The definition of 'gross breach' remains open to interpretation, thus making it harder for prosecutors to successfully convict a firm of corporate manslaughter. Also unclear is the level of 'senior management' responsibility to which the misdemeanour can be attributed.

As with any investigation, there is a time lag when pursuing details and interviewing the people involved. Some cases dating back to before the act coming into force  were still being worked on, said Castledine.

There was, however, resounding agreement that the term 'corporate manslaughter' does act as a deterrent to senior management. Delegates spoke of how it had raised awareness among their companies' boards of the significant reputational risk that comes with a corporate manslaughter investigation.


Environmentally friendly
An environmental update was led by Workplace Law head of environment Peter Watts, who suggested that there has been a positive buzz around the implementation of the Green Deal for residential properties.

The Green Deal for commercial buildings is expected to be introduced before the end of this year. Watts pointed out that any energy efficiency improvements implemented through the scheme will be tied to the building rather than the company, so that if an organisation decided to relocate it would not be tied down to Green Deal repayments. The scheme could therefore be more beneficial to the landlord than the tenant.

Some delegates were sceptical about who would foot the bill for commercial Green Deal improvements. The scheme would benefit the landlord in the long term, but if the tenant is currently paying the energy bill, there would be little short-term gain for that organisation. Consequently, there could be an increase in rents to pay for Green Deal projects.

However, Watts also explained that there is zero capital outlay to any improvements; expected financial savings will be equal to or greater than the costs attached to the energy bill.
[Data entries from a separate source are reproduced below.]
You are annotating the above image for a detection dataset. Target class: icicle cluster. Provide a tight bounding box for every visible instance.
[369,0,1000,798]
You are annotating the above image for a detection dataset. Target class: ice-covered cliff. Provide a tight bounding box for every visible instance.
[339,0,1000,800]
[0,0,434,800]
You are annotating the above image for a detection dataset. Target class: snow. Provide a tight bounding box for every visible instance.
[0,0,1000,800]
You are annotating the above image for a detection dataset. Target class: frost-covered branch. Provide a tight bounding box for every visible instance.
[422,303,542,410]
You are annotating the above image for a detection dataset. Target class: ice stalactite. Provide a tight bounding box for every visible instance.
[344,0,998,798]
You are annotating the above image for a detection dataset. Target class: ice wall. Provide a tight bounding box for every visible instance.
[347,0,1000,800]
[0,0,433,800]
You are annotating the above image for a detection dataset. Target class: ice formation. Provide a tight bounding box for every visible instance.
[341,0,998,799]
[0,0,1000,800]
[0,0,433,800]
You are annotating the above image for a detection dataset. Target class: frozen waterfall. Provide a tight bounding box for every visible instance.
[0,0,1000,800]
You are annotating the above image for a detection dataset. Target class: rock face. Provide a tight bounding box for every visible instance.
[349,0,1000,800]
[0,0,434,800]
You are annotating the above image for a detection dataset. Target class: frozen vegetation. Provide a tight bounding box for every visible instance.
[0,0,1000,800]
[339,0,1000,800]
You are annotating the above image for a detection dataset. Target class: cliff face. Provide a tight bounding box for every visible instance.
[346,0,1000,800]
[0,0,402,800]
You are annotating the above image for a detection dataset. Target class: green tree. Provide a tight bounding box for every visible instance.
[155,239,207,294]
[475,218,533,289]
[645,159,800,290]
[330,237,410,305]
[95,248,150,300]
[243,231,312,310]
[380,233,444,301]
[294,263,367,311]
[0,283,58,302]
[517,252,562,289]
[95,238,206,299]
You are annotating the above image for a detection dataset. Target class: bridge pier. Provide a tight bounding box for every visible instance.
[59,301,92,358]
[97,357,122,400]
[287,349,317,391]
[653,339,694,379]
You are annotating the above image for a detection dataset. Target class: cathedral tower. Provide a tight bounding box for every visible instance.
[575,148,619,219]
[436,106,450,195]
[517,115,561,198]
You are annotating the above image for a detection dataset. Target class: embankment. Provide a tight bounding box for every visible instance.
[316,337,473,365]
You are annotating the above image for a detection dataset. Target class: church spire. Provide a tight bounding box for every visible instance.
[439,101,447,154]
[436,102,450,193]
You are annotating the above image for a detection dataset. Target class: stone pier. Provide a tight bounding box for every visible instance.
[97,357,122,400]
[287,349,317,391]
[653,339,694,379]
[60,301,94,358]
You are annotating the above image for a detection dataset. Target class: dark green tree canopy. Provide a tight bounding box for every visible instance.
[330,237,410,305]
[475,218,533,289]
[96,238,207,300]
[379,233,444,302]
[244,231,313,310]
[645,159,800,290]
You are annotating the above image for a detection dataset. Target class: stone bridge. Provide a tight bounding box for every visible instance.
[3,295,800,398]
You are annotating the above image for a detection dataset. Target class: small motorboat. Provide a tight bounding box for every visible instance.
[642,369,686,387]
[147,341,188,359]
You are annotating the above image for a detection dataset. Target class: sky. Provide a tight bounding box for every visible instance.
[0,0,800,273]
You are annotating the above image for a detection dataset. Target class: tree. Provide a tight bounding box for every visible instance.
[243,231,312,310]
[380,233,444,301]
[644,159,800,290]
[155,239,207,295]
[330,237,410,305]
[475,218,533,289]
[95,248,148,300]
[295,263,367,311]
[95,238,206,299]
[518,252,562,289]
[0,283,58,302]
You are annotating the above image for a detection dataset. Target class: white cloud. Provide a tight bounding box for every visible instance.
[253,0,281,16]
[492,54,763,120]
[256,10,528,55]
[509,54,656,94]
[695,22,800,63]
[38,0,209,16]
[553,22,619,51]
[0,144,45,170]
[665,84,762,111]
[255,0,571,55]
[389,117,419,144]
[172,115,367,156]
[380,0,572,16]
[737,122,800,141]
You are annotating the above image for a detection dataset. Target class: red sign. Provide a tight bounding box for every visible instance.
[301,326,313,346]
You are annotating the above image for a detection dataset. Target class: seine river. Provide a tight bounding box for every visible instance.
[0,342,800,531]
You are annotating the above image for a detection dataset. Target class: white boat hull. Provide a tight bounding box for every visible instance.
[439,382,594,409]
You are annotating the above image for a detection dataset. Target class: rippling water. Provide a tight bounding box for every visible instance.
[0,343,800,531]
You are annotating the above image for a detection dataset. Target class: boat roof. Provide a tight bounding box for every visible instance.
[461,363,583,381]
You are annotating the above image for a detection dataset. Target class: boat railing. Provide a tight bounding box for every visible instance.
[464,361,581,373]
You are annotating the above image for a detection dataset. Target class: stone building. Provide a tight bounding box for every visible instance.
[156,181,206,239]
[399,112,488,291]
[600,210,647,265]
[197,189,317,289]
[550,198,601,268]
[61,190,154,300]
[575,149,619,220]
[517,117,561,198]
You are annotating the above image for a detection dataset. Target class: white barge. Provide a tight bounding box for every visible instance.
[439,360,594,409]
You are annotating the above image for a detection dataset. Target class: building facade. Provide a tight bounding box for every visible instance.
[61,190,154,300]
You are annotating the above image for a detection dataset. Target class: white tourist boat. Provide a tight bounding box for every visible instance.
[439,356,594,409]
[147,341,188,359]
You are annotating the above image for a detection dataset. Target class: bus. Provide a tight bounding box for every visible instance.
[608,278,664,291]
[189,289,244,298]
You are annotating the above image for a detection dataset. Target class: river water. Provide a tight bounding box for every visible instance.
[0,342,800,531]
Watts also touched on changes to Energy Performance Certificates. From January this year, it has been mandatory for display energy certificates to be publicly displayed in the entrance area for all public buildings over 500 square metres. Looking to the future, Watts pointed out that from April 2018 it is likely that it will become illegal to let a commercial property with an EPC grading lower than 'E'.

Another recent change has been the introduction of mandatory reporting on their greenhouse gas emissions for all publicly listed companies.

There is a consultation, said Watts, for all large companies, listed or otherwise, to report
from 2016.


Cutting down
Simon Toseland, Workplace Law head of health and safety, joined Castledine in a thorough examination of health and safety legal updates.

Professor Löfstedt recommended a number of changes to health and safety regulations in his independent review, Reclaiming Health and Safety for All, published in November 2011. Löfstedt's follow up report, published this January, reviewed the government's progress on implementing the improvements.

Castledine and Toseland took delegates through the key actions from the report. Work is underway to consolidate sector regulations in an attempt to reduce the total number of health and safety regulations that businesses must comply with by 50 per cent by 2014.

After a consultation, it was announced in April that there will be amendments to the reporting of injuries, diseases and dangerous occurrences (RIDDOR). From 1 October 2013, there will be a simplified list of occupational diseases for which it will be necessary to report. Toseland explained that grey areas have been clarified. For example, after an injury at work, even
if the injured person is sent to a hospital as a precaution, a report must still be filed under the current regulations. Furthermore, self-employed workers no longer have to report injuries to themselves.

The next Workplace Law FM Legal Update is scheduled to take place on October 23rd.